AFP
This handout photo taken on August 22 and released by Tokyo Electric Power Company (TEPCO) shows sampling from the upper-steam storage during preparations for the initial discharge of treated water at the Fukushima Daiichi nuclear power plant in Okuma, Fukushima prefecture.
The final preparations to discharge wastewater from the crippled Fukushima power plant in Japan began on Wednesday, its operator said, a day before the scheduled release into the Pacific Ocean.
Tokyo had announced on Tuesday that the operation into the Pacific would begin on Thursday, prompting an angry response from China and partial import bans on Japanese seafood by China's Hong Kong and Macau.

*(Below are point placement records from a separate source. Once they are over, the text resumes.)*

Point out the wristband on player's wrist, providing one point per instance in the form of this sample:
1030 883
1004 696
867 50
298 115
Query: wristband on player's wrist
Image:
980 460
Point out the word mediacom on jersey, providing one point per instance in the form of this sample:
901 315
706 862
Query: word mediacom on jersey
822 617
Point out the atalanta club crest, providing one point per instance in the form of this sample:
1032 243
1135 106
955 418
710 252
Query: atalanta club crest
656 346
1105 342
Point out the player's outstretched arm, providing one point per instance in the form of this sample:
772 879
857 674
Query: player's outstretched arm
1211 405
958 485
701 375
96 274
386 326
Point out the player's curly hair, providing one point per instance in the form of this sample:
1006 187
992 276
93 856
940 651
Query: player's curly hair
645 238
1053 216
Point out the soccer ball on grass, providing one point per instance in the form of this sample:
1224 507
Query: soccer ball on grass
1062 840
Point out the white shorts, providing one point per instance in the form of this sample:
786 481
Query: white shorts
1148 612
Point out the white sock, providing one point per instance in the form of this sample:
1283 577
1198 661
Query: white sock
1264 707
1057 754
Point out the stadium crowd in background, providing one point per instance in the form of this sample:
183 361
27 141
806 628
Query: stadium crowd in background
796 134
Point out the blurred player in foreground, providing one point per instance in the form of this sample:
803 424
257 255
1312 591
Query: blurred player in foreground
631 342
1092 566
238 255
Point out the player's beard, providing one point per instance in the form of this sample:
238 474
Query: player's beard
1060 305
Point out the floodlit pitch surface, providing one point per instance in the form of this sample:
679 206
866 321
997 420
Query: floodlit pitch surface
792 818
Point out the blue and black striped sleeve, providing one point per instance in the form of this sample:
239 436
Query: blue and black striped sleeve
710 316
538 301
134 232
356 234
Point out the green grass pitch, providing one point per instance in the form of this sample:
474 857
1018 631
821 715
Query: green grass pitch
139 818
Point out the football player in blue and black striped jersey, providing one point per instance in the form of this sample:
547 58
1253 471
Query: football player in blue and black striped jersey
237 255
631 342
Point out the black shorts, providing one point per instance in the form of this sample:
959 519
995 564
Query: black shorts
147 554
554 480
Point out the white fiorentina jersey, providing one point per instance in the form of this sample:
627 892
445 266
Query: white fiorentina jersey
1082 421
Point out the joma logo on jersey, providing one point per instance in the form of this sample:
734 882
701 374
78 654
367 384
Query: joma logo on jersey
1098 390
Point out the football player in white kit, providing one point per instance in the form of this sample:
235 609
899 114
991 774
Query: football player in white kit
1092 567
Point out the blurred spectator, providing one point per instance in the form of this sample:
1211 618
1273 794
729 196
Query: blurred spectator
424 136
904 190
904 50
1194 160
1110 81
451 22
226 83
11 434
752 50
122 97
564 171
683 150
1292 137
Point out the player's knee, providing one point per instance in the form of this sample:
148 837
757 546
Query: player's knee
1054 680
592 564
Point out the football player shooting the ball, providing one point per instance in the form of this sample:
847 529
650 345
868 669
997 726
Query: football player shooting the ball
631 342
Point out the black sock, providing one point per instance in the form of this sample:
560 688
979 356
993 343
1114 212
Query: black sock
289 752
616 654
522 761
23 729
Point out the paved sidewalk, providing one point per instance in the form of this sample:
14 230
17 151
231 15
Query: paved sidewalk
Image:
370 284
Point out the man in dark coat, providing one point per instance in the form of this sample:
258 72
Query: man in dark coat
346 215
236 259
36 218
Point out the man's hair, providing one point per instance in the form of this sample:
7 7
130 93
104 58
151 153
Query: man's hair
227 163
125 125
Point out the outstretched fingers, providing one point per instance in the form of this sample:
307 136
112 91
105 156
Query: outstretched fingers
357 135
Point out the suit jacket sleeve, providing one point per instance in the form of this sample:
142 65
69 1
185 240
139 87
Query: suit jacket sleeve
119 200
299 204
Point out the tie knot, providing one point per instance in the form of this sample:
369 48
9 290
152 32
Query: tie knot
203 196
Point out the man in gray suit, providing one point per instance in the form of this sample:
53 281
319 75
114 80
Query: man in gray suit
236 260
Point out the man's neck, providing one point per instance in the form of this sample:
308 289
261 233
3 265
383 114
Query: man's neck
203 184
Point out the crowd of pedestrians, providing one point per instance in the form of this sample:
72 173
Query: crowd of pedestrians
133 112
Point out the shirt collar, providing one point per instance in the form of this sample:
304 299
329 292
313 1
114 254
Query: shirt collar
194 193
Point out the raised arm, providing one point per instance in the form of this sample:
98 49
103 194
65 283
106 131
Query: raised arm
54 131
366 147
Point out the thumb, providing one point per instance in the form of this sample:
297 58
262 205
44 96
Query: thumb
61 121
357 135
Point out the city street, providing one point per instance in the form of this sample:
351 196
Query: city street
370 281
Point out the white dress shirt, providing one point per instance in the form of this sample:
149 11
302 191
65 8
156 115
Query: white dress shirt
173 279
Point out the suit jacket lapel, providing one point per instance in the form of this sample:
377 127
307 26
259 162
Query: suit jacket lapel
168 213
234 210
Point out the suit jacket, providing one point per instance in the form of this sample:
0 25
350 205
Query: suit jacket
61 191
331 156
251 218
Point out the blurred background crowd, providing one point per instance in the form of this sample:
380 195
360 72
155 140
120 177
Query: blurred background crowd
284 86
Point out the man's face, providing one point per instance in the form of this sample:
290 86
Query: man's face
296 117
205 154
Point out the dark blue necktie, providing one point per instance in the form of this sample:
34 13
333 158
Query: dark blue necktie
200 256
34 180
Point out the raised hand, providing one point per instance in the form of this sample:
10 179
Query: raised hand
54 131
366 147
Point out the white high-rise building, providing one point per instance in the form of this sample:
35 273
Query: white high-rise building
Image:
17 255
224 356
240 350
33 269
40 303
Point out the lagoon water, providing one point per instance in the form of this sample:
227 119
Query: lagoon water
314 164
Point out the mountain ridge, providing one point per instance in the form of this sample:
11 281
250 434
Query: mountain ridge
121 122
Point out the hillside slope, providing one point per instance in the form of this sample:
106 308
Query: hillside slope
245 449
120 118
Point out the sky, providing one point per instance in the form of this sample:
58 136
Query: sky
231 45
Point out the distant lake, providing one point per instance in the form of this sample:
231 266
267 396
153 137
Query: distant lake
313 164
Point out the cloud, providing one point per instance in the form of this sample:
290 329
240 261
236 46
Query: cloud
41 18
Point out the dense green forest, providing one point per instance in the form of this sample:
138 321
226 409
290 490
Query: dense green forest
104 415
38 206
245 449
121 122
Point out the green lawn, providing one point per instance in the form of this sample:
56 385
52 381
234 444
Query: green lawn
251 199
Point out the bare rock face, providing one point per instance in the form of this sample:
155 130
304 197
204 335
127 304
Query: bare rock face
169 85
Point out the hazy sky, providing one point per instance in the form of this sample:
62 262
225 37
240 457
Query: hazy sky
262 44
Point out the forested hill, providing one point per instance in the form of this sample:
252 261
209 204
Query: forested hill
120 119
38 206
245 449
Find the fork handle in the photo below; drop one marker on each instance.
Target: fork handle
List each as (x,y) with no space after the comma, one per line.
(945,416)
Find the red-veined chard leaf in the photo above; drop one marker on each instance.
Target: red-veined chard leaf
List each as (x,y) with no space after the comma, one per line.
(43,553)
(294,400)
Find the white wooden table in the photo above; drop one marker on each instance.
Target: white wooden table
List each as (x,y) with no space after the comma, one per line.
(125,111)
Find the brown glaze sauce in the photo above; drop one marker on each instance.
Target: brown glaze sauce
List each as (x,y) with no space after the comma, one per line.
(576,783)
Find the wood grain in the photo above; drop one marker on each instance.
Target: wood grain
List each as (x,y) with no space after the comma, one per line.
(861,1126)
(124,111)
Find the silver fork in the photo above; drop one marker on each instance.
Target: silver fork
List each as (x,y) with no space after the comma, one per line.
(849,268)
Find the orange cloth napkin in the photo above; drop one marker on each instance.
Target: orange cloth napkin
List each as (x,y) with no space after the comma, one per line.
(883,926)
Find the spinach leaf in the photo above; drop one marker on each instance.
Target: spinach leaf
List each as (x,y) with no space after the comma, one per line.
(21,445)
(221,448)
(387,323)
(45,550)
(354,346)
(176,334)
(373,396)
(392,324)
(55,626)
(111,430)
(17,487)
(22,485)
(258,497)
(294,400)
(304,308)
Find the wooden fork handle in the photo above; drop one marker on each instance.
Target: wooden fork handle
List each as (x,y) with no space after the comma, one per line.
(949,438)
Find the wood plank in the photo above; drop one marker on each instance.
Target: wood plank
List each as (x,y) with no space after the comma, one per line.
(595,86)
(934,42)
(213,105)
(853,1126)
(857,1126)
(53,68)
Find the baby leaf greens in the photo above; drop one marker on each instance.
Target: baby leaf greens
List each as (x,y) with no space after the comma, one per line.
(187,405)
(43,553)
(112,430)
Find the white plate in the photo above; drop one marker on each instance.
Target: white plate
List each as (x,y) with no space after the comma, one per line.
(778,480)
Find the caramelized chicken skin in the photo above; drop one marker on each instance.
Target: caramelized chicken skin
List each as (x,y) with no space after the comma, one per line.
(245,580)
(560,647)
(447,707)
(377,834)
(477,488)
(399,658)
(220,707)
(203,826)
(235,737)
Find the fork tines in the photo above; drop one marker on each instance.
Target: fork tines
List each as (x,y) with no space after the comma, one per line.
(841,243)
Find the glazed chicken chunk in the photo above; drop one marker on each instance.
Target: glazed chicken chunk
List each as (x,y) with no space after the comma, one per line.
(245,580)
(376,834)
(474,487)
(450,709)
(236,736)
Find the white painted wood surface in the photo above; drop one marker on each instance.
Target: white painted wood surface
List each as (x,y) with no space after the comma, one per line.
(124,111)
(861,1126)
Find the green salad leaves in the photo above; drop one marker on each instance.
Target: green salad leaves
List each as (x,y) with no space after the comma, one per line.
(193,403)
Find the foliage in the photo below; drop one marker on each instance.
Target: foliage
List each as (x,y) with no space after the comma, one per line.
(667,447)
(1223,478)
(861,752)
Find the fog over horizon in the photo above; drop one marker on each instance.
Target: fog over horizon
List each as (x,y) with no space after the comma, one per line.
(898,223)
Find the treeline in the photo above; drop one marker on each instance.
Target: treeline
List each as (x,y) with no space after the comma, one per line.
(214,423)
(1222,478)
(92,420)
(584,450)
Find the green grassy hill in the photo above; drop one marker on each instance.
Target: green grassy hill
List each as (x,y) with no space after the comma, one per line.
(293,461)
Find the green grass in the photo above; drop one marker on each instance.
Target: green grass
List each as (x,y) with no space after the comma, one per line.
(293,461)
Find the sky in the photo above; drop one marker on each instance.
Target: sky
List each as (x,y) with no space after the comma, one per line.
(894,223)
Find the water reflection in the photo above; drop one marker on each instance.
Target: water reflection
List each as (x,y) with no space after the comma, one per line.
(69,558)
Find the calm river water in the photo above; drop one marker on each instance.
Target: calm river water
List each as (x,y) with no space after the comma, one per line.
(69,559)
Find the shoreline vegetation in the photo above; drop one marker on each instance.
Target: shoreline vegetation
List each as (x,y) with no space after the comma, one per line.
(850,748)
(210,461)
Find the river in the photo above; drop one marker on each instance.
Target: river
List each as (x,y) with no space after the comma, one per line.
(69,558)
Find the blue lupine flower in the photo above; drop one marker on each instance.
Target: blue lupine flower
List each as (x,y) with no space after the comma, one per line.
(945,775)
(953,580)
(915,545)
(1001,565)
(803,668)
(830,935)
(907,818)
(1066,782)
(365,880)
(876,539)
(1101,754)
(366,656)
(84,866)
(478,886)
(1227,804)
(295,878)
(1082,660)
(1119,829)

The operator of the plant, TEPCO, said on Tuesday that it diluted a cubic meter of the waste water with around 1,200 cubic meters of seawater and allowed it to flow into position in a pipe.
This water will be tested and then from Thursday released into the sea together with more water stored at the site that will be transferred and diluted, TEPCO said in a statement.
The Fukushima-Daiichi nuclear power station was knocked out by a massive earthquake and tsunami that killed around 18,000 people in March 2011, sending three of its reactors into meltdown.
TEPCO has since collected 1.34 million cubic meters of water – almost 540 Olympic swimming pools' worth – used to cool what remains of the still highly radioactive reactors, mixed with groundwater and rain.
A special system has filtered out all radioactive nuclides except for tritium, levels of which will be well within safe limits, according to TEPCO.